Having returned to the ANU to start the Centre off on the right foot, Professor Wang also warned that the term 'diaspora' needs to be used with utmost care since it might actually encourage ethnic essentialism amongst insensitive academics or even anti-Chinese feelings in some quarters.

The world's pre-eminent authority on the Chinese diaspora, Professor Wang was born in Suryabaya, grew up in Malaysia, and took his Ph.D at the University of London. The first Malaysian to hold the Chair of History at the University of Malaya in Kuala Lumpur, he moved to Canberra as Professor of Far Eastern History in the Reserarch School of Pacific Studies at the Australian National University in 1968. Here he established the first major school for Chinese diaspora studies, supervising many important doctoral studies. Among his many distinctions, he was Director of the RSPACS [now RSPAS] from 1975-80, President of the Asian Studies Association of Australia in 1978-80, President of the Australian Academy of the Humanities in 1980-83, and Vice-Chancellor of the University of Hong Kong from 1985-93. Professor Wang is currently Director of the East Asia Centre of the National University of Singapore.

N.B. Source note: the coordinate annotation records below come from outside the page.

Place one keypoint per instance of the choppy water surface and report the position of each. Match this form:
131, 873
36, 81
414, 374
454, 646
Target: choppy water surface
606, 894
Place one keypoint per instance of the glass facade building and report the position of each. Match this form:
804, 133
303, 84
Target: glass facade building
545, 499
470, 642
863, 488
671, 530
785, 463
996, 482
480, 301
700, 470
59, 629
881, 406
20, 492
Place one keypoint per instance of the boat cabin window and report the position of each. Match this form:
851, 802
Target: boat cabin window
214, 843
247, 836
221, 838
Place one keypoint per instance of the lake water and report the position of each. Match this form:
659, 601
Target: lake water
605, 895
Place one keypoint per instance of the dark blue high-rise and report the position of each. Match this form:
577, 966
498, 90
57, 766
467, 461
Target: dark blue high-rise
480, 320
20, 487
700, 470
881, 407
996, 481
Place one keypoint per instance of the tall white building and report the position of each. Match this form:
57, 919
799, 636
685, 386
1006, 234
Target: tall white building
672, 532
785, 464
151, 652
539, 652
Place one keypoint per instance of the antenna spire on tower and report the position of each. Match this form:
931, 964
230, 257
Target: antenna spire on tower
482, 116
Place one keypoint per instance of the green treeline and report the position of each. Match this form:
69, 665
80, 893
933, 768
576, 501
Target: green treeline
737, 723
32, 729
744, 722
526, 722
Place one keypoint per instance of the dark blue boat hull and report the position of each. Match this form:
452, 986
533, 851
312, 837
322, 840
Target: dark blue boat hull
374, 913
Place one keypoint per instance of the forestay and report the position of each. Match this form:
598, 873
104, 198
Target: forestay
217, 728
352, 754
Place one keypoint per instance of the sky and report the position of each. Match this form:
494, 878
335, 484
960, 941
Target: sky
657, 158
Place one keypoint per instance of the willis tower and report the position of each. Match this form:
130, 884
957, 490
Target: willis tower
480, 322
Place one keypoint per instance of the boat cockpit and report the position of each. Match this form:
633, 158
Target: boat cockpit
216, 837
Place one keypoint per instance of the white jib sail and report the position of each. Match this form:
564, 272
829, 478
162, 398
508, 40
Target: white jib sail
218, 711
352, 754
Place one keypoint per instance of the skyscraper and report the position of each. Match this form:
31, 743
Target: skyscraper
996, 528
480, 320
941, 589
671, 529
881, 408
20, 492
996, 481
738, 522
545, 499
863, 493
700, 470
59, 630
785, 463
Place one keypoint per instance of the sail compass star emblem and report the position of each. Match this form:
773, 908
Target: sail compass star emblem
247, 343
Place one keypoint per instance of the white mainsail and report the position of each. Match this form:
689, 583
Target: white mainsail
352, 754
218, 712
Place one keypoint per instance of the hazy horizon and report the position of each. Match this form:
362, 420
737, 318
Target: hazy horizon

His many books include: The Chinese Minority in Southeast Asia (1978), Community and Nation: Essays on Southeast Asia and the Chinese (1981), and China and the Chinese Overseas (1991). Since its foundation in 1992, he has been President of the International Society for the Study of the Chinese Overseas.

Report: The official opening, 26 February 1999

Following Professor Wang Gungwu's inaugural lecture, a dinner was held at the Polish Ex-Servicemen's Club in Canberra where the Hon. Philip Ruddock, the Minister for Immigration and Multicultural Affairs, formally launched the CSCSD, noting Australia's diverse, multi-cultural, nature and the ANU's celebrated involvement with Chinese studies.

About 120 guests attended, including the university's Vice Chancellor, the Director of the Research School of Pacific and Asian Studies, the Dean of the Faculty of Asian Studies, the Assistant Chief of the Australian Defence Force (Reserves), General Darryl Low Choy, Professor David Goodman (UTS), Paul Taylor of the Melbourne Chinese Museum, Sam Wong of the Multicultural Council and many other community leaders and academics.